Time Complexity: Pole-zero analysis for stability
O(n)
0
0
Pole-zero analysis for stability in Signal Processing - Time & Space Complexity
Understanding Time Complexity
We want to understand how the time to analyze poles and zeros grows as the signal system size increases.
How does the work needed change when we have more poles and zeros to check?
Scenario Under Consideration
Analyze the time complexity of the following code snippet.
# Given poles and zeros as lists
poles = [...] # list of complex numbers
zeros = [...] # list of complex numbers
# Check stability by verifying all poles inside unit circle
stable = True
for pole in poles:
if abs(pole) >= 1:
stable = False
break
# Output stability result
print('Stable' if stable else 'Unstable')
This code checks if all poles lie inside the unit circle to decide system stability.
Identify Repeating Operations
Identify the loops, recursion, array traversals that repeat.
- Primary operation: Looping through each pole to check its magnitude.
- How many times: Once for each pole in the list.
How Execution Grows With Input
As the number of poles increases, the time to check stability grows directly with that number.
| Input Size (n) | Approx.
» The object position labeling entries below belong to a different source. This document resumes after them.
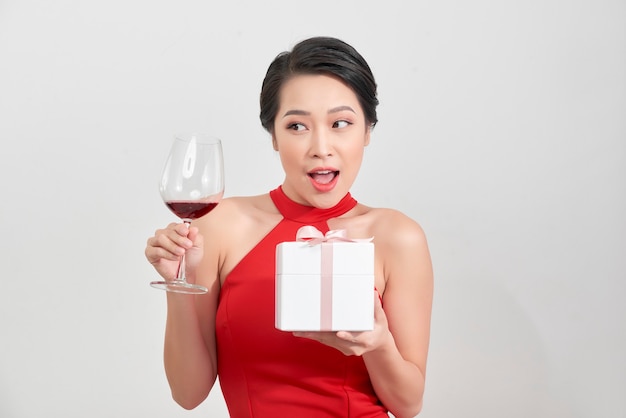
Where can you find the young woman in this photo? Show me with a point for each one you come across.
(318, 102)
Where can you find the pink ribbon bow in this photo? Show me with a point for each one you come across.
(313, 236)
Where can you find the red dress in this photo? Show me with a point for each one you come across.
(267, 373)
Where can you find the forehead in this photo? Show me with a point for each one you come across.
(304, 91)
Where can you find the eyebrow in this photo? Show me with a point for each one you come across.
(305, 113)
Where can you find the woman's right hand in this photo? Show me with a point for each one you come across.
(166, 247)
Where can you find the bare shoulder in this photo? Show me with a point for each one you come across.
(393, 228)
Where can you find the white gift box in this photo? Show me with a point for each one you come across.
(325, 286)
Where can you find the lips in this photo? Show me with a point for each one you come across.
(323, 176)
(323, 179)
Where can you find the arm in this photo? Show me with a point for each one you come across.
(397, 365)
(189, 347)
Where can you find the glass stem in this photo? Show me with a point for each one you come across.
(181, 266)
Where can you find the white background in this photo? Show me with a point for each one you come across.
(502, 131)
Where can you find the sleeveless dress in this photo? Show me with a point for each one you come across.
(267, 373)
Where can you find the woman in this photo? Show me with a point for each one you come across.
(318, 102)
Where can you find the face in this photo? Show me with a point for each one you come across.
(320, 133)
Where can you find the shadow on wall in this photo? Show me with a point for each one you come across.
(486, 358)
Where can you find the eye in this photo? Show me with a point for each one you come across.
(296, 127)
(341, 124)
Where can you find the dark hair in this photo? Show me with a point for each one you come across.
(319, 55)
Operations |
|---|---|
| 10 | 10 checks |
| 100 | 100 checks |
| 1000 | 1000 checks |
Pattern observation: The number of operations grows in a straight line with input size.
Final Time Complexity
Time Complexity: O(n)
This means the time to check stability grows directly with the number of poles.
Common Mistake
[X] Wrong: "Checking zeros also adds the same time cost as poles for stability."
[OK] Correct: Stability depends only on poles, so zeros do not affect the time to decide stability.
Interview Connect
Understanding how time grows with system size helps you explain your approach clearly and shows you know what matters most in signal analysis.
Self-Check
"What if we also checked zeros for some property? How would that change the time complexity?"